Ainda nessa época, no início da juventude, quis ser jogador do basquete, inclusive atuou por alguns anos na equipe do Bahia, clube do coração. Porém, teve várias experiências que o fizeram se conectar mais com atividades relacionadas à área de produção cultural ao organizar eventos. Hoje, considera que o terreiro foi o primeiro espaço em que empreendeu.
Agora, ao perceber onde chegou, destaca quais fatores os fizeram manter-se motivado a continuar. “Sou um cara que sobreviveu ao racismo, à violência policial. Sempre fui militante da causa racial e achei importante me posicionar e me inspirar nas mulheres e homens da minha família, além de outras pessoas, como Vilma Reis, Vovô do Ilê, Martin Luther King, Mandela, Tia Conça e Mãe Stella de Oxóssi".
Projetos
Tiago criou, em 2013, ao lado de alguns amigos, a grife masculina Realeza. A inspiração veio dos elementos do movimento hip hop e por considerar que deveria ser mais popular o uso de estampas com representações afro-brasileiras em ambientes formais de trabalho.
“Naquele momento, apesar do boom do discurso racial, não era como hoje, em que poderia vestir uma camisa com alguma pessoa negra, uma frase ou um orixá. Não era tão fácil. Como era um lugar corporativo, percebi que minhas roupas, por um detalhe rosa, por exemplo, chamavam atenção”, explica.

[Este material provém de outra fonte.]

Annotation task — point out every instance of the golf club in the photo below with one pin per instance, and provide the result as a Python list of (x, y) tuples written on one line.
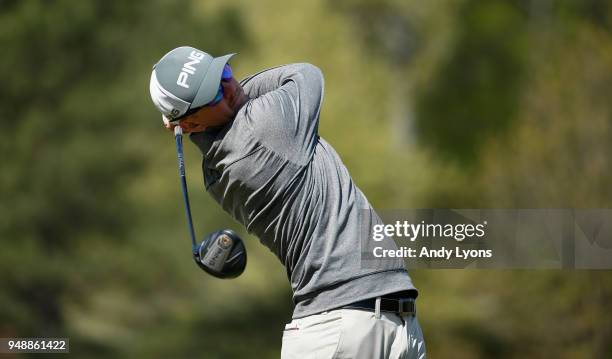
[(221, 253)]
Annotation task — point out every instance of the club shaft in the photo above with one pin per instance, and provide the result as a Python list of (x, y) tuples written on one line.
[(178, 135)]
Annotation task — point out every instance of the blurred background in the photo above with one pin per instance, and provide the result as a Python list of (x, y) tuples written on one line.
[(442, 103)]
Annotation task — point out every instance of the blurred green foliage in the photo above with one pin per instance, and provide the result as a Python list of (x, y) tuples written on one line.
[(494, 103)]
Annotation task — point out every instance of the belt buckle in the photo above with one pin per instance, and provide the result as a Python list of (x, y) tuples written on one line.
[(407, 306)]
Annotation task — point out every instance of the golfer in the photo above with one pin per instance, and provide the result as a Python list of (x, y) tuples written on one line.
[(265, 164)]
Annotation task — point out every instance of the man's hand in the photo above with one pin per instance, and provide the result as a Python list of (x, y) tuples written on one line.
[(167, 123)]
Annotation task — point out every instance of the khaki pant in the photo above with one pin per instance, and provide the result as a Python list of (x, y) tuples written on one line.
[(353, 333)]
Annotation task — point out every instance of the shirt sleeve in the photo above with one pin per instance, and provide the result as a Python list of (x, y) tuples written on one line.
[(284, 110)]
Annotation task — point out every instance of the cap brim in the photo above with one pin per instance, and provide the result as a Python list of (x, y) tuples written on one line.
[(210, 84)]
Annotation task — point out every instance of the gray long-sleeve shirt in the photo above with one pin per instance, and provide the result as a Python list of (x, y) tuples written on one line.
[(271, 171)]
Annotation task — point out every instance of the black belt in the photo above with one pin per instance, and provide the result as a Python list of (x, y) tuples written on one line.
[(401, 306)]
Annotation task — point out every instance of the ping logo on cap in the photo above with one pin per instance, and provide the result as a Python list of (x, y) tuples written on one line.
[(188, 68)]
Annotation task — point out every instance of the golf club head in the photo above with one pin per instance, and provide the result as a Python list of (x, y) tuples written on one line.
[(222, 254)]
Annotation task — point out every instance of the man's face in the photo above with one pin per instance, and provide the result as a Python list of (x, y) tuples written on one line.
[(218, 114)]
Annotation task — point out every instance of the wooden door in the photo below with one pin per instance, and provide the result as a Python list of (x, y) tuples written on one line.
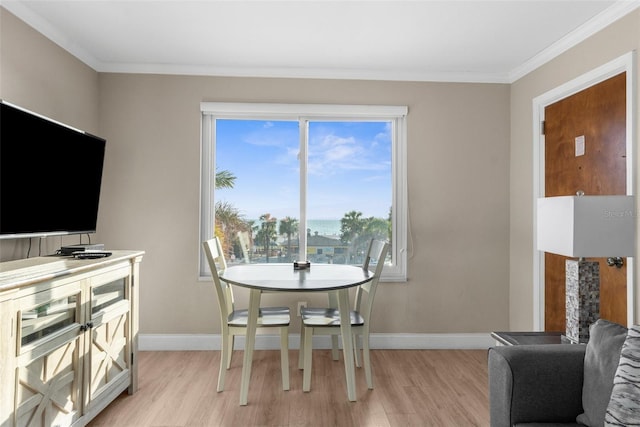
[(598, 114)]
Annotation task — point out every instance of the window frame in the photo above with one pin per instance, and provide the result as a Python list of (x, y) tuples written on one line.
[(304, 113)]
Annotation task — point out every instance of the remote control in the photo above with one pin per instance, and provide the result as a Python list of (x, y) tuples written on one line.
[(91, 254)]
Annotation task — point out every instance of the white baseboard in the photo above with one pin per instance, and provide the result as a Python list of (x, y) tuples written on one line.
[(184, 342)]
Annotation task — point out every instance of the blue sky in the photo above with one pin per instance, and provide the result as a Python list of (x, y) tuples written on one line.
[(349, 167)]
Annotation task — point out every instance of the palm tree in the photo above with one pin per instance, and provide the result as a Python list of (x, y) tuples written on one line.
[(267, 232), (228, 219), (225, 179), (288, 227), (351, 227), (228, 222)]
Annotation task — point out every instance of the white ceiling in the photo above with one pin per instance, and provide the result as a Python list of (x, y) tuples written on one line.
[(428, 40)]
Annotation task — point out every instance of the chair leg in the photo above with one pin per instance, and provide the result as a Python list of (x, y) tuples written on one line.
[(284, 356), (356, 350), (230, 344), (306, 375), (301, 350), (367, 359), (335, 353), (224, 355)]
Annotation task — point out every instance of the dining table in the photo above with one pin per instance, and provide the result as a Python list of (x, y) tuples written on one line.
[(334, 279)]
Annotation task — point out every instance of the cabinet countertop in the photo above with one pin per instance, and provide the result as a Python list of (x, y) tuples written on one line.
[(23, 272)]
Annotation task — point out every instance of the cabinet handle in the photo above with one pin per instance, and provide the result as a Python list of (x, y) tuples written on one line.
[(86, 326)]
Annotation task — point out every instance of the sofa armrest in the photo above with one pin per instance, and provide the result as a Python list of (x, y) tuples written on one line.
[(535, 383)]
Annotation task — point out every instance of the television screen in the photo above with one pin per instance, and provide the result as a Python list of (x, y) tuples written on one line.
[(50, 176)]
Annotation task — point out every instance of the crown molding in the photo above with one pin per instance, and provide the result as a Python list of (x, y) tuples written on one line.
[(593, 26), (599, 22)]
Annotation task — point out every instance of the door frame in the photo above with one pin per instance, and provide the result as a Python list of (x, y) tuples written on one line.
[(625, 63)]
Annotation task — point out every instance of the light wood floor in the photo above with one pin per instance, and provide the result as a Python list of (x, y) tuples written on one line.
[(411, 388)]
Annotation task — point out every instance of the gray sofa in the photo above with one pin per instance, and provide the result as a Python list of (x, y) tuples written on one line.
[(558, 384)]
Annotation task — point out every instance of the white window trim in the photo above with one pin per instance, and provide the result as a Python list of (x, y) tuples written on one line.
[(303, 112)]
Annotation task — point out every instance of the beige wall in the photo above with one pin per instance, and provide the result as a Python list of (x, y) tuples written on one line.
[(458, 194), (458, 172), (36, 74), (616, 40)]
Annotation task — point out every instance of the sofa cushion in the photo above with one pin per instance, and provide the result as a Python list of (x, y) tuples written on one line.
[(600, 363), (624, 405)]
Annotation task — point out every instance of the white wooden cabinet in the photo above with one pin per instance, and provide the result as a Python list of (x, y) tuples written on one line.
[(68, 337)]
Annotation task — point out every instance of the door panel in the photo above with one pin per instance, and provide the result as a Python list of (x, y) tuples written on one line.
[(599, 114)]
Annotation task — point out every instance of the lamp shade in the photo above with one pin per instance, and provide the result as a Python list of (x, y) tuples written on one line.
[(587, 226)]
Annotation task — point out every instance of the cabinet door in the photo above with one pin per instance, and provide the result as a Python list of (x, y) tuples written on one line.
[(109, 353), (49, 346)]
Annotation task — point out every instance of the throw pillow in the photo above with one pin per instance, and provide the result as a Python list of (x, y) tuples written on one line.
[(624, 406), (600, 363)]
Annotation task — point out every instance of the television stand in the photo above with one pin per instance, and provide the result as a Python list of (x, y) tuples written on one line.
[(68, 337)]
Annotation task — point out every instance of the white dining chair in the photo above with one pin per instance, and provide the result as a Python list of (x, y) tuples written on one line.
[(234, 322), (326, 321)]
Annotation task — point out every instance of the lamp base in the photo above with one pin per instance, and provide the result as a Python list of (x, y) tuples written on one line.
[(582, 281)]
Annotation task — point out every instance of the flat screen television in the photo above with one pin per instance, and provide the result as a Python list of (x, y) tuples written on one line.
[(50, 176)]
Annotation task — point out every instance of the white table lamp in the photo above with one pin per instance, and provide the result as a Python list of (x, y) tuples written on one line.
[(580, 227)]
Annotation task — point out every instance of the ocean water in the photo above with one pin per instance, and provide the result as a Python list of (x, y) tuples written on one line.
[(324, 227)]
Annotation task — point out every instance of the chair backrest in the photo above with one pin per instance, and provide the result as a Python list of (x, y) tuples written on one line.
[(377, 253), (217, 264), (243, 237)]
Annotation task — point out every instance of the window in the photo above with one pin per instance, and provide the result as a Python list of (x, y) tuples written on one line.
[(283, 182)]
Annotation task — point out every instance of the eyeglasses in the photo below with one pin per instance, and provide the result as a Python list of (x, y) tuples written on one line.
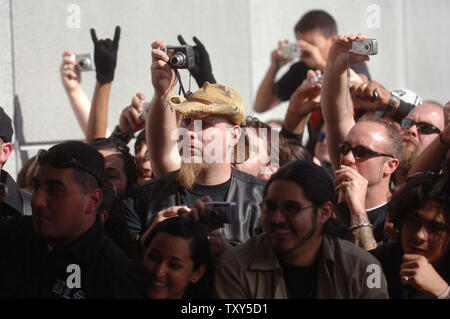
[(289, 209), (320, 136), (61, 160), (422, 127), (359, 151)]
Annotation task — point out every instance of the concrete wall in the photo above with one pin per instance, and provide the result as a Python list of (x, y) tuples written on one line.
[(239, 35)]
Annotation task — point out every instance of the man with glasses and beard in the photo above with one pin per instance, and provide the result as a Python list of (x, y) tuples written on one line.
[(299, 255), (363, 154), (209, 122), (420, 127)]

De volta para o presente, a Realeza hoje em dia tem mais força. “A marca tem crescido, tem sido maior que eu. É muito importante traduzir os homens negros e suas demandas a partir dessas camisetas. Porque não é só com batas e tecidos africanos, mas com um ‘drible’ para estar nesses lugares por meio das roupas. Usar os meios sem deixar os meios usarem a gente”, conta.

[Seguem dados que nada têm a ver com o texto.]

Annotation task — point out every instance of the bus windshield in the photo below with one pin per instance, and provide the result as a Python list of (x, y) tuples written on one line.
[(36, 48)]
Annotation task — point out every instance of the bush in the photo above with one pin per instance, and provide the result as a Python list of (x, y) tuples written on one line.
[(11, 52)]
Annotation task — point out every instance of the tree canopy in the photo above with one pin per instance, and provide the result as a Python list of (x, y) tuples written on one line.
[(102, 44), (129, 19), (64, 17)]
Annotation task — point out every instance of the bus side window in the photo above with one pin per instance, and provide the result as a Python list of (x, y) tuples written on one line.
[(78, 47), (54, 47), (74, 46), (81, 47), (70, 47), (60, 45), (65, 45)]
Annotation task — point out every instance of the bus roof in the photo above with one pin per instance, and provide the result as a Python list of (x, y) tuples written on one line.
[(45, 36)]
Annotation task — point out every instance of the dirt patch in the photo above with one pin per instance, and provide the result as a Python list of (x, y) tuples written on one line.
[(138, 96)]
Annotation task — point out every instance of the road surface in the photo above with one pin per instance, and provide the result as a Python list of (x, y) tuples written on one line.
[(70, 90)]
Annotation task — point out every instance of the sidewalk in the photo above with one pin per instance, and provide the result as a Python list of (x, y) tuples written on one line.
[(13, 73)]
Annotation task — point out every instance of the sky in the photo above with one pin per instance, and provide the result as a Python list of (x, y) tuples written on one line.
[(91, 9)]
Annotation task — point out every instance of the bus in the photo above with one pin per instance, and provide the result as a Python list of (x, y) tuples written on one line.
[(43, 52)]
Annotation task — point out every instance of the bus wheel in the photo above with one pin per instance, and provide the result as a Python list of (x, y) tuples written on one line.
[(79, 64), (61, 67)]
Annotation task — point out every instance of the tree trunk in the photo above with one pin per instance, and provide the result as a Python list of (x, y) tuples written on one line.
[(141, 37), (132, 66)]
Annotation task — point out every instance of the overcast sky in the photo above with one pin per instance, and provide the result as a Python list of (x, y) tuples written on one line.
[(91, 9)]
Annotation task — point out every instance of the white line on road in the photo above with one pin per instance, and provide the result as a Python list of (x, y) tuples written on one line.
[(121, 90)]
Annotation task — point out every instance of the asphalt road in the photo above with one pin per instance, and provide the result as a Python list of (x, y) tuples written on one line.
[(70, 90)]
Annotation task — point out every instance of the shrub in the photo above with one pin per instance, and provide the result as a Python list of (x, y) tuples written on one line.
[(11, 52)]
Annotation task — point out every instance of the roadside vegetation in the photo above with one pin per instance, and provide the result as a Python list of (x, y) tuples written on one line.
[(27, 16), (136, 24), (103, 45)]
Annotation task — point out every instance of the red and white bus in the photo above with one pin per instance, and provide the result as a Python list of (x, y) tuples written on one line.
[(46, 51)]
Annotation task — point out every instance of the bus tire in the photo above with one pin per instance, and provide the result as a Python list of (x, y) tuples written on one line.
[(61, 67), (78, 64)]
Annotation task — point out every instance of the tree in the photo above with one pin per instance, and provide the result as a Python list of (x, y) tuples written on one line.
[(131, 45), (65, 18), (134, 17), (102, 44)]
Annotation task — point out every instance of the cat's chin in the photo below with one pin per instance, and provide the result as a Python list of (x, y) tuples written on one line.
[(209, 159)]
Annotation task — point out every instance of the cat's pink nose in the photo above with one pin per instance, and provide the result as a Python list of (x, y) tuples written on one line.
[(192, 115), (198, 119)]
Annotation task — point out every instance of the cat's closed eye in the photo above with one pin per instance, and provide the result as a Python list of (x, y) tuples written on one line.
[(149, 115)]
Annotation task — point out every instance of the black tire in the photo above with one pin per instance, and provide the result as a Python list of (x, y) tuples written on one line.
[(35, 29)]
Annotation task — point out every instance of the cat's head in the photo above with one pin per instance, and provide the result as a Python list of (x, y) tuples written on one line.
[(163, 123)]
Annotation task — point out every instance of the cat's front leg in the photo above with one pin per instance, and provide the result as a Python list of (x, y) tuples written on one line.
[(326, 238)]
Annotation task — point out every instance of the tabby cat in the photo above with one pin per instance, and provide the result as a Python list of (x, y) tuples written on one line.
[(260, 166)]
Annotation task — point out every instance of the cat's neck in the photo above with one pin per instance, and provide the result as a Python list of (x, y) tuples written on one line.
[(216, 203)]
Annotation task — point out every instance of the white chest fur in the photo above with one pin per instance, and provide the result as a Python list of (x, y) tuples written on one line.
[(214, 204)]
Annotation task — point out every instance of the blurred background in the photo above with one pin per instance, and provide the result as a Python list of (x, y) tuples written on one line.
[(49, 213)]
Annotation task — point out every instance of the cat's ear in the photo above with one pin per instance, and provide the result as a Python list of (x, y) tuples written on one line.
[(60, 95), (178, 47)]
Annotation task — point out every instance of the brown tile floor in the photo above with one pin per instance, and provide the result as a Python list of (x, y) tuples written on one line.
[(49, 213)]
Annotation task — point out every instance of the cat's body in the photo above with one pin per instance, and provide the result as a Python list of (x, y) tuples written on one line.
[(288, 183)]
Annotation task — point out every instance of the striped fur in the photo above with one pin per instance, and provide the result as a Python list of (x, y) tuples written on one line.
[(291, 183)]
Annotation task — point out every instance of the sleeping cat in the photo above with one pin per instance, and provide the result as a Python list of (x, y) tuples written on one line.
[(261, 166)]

Outro projeto desenvolvido por Tiago é o Diga AÍ! Masculinidades, lançado em 2019. Essa iniciativa busca fomentar reflexões sobre estilo, violência, relacionamento e sexualidade, sempre sob a perspectiva de homens negros.

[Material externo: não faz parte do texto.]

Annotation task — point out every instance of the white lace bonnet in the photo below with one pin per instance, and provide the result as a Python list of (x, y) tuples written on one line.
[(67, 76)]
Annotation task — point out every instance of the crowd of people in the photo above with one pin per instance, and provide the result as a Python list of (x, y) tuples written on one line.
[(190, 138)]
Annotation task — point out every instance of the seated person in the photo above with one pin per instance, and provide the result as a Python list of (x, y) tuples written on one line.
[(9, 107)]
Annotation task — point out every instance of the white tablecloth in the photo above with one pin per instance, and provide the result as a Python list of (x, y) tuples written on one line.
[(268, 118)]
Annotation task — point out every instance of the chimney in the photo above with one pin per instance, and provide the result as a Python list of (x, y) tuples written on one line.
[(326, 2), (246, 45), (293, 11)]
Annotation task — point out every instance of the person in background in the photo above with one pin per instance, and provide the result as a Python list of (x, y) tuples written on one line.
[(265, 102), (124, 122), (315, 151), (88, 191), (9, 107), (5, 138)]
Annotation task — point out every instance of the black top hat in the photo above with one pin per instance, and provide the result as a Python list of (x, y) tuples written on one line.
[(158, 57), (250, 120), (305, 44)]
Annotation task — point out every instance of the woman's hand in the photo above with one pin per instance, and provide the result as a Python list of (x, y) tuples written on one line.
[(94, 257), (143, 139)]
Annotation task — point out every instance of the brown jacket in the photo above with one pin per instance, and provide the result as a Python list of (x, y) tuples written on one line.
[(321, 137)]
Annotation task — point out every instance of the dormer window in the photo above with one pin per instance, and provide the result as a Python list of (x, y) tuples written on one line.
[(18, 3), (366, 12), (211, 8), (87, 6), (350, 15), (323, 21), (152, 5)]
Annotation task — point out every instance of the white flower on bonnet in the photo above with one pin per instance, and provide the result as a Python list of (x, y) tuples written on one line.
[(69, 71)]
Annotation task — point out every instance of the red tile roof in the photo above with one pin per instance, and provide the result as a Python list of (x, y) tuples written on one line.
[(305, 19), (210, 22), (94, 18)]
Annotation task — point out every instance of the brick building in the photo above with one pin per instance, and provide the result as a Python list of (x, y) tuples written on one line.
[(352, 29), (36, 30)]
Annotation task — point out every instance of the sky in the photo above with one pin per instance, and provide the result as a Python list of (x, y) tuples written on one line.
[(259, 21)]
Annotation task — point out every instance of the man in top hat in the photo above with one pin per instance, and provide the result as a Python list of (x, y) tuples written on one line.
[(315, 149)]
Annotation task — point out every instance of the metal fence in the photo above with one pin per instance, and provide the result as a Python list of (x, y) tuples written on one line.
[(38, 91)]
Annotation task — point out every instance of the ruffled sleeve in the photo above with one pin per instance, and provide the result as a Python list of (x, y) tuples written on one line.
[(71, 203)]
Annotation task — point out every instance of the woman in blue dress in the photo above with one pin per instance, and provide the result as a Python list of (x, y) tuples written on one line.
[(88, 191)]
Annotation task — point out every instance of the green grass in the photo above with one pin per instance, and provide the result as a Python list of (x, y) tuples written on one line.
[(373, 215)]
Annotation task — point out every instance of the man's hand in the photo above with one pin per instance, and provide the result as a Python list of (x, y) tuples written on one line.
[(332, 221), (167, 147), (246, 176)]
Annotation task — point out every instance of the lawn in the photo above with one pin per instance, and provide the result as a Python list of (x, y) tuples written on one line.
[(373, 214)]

“É a necessidade de refletir sobre quem somos nós. Só vai dar pra gente sobreviver e ser vitorioso em comunidade se a gente souber quais são nossas dores”, afirma.
Para reunir e divulgar ainda mais as experiências de pessoas negras, Tiago criou, junto a um parceiro, o PretoPodeCast, um podcast focado em entrevistas com personalidades que conheceu ao longo da trajetória profissional.
“Percebi em 2020 que essas pessoas não faziam lives ou não estavam sendo convidadas [para entrevistas], então, no início de 2021, a gente decidiu criar o PretoPodeCast porque existiam muitos podcasts, mas não via pessoas negras neles”, explica.
Próximos passos
Questionado sobre os planos para o futuro, Tiago brinca: “ser presidente do Brasil". Logo depois, explica o que realmente pensa para os próximos anos e reforça os ideais.
“Brincadeiras à parte, tudo que fazemos é no auxílio de ajudar a comunidade negra a ocupar um espaço de mais conforto, dignidade e visibilidade, e a ter mais retorno financeiro e poder. Sobre a Realeza, buscamos estar em mais ações. Participamos por dois anos do Afro Fashion Day. Queremos estar no São Paulo Fashion Week”, diz.
Tiago reforça que essas movimentações e desejos demandam muitos esforços e que devem ser feitas baseando-se no sentido da coletividade e união entre pessoas negras.
“Tem uma frase do Steve Biko que diz: ‘nós estamos por nossa própria conta’. Quando ele fala isso, refere-se à comunidade negra no âmbito político, e falamos disso no empreendedorismo. Sempre faço ações para nos posicionar, provocar, para que outras frentes, particulares e governamentais, olhem para a comunidade negra e veja o quão potente ela é”, conclui.